As we said, the daypack can be zipped onto the pack and tightened further with the compression straps. I have to say that the bag is very “clean”, with a minimum of straps hanging loose.
The main pack is a smartly constructed pack. If you do not wear it on your back, you can stow away the shoulder straps behind a zippered panel. When traveling by plane and car that is a function that will protect your shoulder straps from being damaged. Carry the pack with one of the two handles on the top and on the middle of the pack.
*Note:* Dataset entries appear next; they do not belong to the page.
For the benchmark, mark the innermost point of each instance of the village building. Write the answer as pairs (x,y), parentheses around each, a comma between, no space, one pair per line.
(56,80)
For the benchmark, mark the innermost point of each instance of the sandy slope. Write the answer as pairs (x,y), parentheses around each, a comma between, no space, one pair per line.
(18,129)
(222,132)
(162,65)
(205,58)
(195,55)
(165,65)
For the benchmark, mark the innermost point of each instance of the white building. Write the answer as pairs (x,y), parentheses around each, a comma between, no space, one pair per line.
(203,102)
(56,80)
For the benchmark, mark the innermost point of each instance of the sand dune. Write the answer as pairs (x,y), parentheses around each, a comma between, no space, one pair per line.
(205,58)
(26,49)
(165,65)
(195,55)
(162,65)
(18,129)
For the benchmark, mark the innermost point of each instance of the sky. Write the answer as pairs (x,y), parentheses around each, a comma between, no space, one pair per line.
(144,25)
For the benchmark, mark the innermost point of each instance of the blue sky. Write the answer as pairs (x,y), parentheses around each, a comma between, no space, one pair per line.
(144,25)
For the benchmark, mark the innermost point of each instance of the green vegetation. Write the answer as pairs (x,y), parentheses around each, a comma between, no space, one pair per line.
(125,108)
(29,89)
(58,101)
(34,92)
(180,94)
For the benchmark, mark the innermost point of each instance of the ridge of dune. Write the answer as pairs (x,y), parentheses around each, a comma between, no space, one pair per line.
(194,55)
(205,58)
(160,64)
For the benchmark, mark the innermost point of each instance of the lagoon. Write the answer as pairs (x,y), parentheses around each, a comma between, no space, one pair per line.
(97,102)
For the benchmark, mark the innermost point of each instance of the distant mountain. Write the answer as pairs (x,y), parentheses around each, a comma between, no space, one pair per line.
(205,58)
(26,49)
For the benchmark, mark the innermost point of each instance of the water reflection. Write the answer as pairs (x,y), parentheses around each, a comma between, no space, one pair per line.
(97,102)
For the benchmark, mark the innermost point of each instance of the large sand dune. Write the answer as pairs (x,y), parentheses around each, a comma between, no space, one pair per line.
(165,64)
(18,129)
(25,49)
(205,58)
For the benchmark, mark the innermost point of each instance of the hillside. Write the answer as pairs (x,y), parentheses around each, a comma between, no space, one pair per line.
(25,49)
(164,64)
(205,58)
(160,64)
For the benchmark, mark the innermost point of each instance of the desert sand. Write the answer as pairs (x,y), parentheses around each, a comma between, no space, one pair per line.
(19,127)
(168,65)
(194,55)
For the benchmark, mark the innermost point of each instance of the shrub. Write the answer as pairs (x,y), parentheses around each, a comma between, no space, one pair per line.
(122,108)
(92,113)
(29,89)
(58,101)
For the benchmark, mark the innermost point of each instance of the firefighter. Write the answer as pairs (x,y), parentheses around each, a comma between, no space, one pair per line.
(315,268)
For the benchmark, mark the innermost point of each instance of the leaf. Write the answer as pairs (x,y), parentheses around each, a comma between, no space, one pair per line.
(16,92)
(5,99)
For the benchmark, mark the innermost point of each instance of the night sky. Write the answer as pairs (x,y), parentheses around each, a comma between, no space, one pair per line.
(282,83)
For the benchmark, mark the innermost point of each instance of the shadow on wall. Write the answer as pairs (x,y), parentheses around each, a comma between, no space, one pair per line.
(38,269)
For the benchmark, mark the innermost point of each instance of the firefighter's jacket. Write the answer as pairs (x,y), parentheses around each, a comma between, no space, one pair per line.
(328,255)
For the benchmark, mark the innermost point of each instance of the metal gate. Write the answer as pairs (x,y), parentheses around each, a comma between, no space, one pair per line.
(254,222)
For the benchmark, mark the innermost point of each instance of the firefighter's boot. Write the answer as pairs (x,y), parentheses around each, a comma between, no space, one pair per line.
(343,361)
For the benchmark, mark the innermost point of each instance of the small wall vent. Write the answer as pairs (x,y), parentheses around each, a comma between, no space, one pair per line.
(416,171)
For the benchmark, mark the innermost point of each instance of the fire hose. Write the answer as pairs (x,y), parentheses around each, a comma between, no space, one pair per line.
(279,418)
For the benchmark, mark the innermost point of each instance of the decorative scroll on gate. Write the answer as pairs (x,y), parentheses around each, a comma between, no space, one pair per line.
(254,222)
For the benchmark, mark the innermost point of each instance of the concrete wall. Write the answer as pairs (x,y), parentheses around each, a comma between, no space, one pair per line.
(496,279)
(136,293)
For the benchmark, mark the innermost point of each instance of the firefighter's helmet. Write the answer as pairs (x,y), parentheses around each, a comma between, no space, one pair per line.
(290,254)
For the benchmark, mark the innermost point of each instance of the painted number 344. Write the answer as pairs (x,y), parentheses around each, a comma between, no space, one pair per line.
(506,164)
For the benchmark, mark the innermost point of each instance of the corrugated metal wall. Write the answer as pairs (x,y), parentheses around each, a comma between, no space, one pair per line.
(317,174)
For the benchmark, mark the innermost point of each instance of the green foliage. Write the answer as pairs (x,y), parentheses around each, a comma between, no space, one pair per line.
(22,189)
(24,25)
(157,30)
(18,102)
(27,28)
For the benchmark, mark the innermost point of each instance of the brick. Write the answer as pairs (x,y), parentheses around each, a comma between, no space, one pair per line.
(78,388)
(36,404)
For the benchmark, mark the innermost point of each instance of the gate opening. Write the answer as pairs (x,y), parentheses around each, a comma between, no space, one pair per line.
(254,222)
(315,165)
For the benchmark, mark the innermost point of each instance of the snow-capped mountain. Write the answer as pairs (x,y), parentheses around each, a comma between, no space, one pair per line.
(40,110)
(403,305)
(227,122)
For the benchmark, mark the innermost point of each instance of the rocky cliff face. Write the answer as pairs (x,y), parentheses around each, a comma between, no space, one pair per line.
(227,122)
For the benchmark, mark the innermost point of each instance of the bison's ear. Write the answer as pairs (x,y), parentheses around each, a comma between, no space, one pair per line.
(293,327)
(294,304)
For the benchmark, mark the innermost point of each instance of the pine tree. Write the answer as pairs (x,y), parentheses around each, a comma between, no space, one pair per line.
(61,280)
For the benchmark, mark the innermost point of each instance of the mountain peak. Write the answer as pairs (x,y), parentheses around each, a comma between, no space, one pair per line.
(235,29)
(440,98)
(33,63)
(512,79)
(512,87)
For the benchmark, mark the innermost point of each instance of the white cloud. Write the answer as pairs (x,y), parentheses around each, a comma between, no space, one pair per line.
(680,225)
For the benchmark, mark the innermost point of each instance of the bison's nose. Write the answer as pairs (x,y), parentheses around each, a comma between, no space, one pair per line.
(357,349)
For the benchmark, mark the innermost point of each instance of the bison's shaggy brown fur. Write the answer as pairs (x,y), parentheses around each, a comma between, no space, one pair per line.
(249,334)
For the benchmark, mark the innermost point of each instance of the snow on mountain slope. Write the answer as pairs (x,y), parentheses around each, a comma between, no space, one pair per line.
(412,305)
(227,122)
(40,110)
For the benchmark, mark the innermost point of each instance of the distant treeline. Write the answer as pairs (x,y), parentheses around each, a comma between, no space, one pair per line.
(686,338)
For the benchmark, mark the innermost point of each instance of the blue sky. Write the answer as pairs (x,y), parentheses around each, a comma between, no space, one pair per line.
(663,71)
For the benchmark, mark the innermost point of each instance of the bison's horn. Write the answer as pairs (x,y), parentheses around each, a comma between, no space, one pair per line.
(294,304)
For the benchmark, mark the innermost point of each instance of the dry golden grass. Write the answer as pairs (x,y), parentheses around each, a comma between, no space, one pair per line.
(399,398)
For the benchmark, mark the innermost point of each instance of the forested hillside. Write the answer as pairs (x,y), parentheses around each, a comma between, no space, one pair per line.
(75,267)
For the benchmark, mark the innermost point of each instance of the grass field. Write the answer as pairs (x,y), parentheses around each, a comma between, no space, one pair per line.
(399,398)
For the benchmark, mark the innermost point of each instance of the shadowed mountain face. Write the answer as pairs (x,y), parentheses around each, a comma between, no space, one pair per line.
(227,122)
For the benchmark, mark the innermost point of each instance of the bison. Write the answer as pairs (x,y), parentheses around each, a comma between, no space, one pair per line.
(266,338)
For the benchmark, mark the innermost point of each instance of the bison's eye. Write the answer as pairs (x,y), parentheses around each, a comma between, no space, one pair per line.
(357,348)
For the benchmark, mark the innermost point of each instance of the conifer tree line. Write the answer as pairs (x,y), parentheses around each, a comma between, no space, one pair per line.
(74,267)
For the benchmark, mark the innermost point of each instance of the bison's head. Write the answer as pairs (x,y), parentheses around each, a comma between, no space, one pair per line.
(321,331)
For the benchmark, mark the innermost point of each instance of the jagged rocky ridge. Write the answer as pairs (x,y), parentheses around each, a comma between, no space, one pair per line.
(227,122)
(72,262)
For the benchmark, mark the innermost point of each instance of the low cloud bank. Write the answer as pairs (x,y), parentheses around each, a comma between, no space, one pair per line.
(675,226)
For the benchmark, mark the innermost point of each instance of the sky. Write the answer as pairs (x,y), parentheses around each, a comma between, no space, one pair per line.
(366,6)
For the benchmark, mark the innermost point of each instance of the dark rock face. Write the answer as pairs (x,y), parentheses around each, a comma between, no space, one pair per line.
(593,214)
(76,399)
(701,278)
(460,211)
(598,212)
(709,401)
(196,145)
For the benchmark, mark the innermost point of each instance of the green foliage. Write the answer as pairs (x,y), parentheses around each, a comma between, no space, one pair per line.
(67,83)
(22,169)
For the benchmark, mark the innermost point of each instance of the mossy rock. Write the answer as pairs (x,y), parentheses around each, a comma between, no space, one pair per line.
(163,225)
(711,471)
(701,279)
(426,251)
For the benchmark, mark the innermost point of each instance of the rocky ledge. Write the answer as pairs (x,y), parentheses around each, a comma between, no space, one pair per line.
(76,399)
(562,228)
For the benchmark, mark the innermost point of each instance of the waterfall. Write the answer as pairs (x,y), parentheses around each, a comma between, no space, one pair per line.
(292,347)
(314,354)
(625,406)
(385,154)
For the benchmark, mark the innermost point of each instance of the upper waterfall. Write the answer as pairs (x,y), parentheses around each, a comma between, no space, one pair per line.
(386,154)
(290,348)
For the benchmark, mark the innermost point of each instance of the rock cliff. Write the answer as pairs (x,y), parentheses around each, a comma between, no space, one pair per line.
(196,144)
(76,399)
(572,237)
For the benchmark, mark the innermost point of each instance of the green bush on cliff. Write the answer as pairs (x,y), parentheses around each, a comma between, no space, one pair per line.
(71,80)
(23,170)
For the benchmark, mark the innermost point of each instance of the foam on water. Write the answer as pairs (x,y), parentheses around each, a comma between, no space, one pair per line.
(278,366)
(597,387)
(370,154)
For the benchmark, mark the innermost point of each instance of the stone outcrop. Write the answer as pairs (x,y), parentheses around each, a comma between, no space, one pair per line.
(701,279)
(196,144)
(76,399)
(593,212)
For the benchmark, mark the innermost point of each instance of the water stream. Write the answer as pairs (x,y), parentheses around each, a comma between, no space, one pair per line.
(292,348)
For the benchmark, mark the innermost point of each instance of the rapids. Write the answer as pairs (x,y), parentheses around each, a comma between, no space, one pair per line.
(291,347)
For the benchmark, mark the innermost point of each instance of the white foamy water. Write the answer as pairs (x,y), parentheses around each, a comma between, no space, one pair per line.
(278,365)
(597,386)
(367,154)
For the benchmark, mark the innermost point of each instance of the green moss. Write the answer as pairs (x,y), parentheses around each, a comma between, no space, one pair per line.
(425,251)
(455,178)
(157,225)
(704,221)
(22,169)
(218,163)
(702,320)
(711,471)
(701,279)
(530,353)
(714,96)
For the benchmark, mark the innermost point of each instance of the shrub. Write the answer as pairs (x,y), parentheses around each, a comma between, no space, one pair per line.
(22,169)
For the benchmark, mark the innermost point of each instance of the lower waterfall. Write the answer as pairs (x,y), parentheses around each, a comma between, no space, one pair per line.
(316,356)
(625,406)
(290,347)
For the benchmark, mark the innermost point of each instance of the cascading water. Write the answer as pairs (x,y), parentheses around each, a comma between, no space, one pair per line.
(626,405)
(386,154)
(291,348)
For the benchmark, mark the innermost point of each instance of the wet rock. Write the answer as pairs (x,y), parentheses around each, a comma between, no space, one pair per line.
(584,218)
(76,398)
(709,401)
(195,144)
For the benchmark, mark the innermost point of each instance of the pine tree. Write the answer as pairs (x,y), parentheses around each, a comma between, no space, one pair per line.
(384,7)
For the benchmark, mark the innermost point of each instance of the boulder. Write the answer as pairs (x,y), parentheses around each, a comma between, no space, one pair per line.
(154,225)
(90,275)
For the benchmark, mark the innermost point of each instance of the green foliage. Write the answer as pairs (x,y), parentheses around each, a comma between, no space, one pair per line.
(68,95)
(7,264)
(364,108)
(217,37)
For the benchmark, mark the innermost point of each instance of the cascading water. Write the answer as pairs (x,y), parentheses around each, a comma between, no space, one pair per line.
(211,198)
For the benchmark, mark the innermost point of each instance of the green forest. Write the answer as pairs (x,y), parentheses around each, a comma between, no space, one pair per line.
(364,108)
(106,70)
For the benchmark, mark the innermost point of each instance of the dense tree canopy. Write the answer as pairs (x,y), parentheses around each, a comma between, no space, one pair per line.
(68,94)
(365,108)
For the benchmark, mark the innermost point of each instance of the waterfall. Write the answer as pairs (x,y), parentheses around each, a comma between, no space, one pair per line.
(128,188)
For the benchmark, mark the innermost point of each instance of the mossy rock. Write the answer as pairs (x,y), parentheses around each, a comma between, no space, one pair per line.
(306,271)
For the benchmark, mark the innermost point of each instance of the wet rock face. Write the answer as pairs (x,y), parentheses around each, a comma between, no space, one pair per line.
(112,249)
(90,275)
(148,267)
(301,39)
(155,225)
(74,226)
When you do use the shoulder straps the zipper panel is stowed way, and you will find a mesh-ventilated back panel and a load bearing system specifically engineered for the female anatomy. The inside of the the pack is one big compartment, with a mesh bag for your dirty items for example, there are no further side pockets to the bag.
The features of the bag are basic but simple, the versatility of the daypack is a really interesting feature. My wife (who used the bag), reported that carrying the complete bag on
your back is comfortable. The back panel and load bearing systems are not as elaborate as you would find on a technical trekking pack but is certainly adequate for the kind of travel/backpacking you would do with this pack.
The 13L daypack was a less comfortable carry, certainly with more weight in the pack, so after using it a couple of times on 2-3 hour walks, she turned to a different daypack. “I’m really enthusiastic about the concept. Certainly, for city trips, this worked really well. And because the Fairview is designed really nice – I would buy it solely on how it looks – it is a pack I look forward to using again.